To make the system safe against fraud, hacking, spoofing and negative feedback there would be restraints on numbers and timings of vote castings, each of these being stated when the vote or poll is set up. Single votes would be final and irrevocable, like today's X on a ballot paper. Changes of votes would be constrained by a combination of frequency limits such as once per hour, per day or per month and total change limits such as only one change of mind, only ten changes of mind per month. Polls measuring rankings would take into account total numbers of voters and total numbers of vote changes. Polls and votes would display both real-time and batch statistics about themselves.
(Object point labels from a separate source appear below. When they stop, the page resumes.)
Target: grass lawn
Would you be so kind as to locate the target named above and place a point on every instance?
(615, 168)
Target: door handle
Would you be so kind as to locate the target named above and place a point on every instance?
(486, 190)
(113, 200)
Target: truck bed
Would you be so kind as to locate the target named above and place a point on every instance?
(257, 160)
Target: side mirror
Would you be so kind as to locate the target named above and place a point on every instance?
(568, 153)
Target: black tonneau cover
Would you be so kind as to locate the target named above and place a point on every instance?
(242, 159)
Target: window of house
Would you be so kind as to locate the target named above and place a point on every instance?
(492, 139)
Polls measuring rankings would explicitly take into account the bottom of the rankings as well as the top, establishing continuous weightings. Polls measuring rankings would have built into them time delays such that today's final view only becomes a 'legal' fact after say a week or a month.
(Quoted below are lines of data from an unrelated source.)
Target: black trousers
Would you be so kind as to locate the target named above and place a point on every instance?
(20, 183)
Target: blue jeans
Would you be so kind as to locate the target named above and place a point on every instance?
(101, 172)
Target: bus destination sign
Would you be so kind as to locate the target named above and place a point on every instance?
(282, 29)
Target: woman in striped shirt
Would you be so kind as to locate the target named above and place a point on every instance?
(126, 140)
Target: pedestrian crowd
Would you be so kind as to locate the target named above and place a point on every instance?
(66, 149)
Any decision or opinion on which the public is consulted would be available for inspection via another web site where all current and past votes and polls would be posted with all their statistics. In addition to statistics presented by default there would be analytical functions available on each site to enable any viewer with the right style of connection to conduct their own analysis of the figures.

(Ref: p1604)

Except in the special case noted above, votes and polls would all be non-binding, their function only to record the People's wishes. This is deliberate and necessary. Those doing 'government' must be put under pressure but not forced. If the People decide that one of their 'wishes' should indeed be, or now become, a direct order then a 'special case' of a binding vote is available for implementation. But this should be a great exception not a default and should therefore demand much more effort by all concerned to put into effect.

The executive department would 'govern', making decisions that will be implemented, using the votes and polls as guidelines for what to do. The monitoring department would cross-check what is actually done against what the People asked for. The monitoring department also has a website on which the People can register approval or disapproval. When either people or the People or the department decides something is unsatisfactory they can demand a review of any matter.

The system should prevent undesirable feedback in voting processes but there are two features which will mitigate the consequences of such feedback or runaway effects if somehow they do occur anyway. One, the executive department does have the option of refusing to implement or support the wishes of the People, but can only do this with complete disclosure of the reasoning behind doing so. Second, the exact methods by which voting and polling occur, on every individual vote and poll, will be published before and during the vote or poll, on the web site conducting the vote or poll. This will enable anyone anywhere anytime to argue that the methods and algorithms are incorrect, illogical, mathematically unsound, wrong, unsafe, fallible, unjust, biased or in some other way unsatisfactory. A challenge to a vote or poll would be replied to, publicly, by the Monitoring department immediately it occurs. No vote or poll would have legitimacy until outstanding challenges have been answered, if necessary by a court.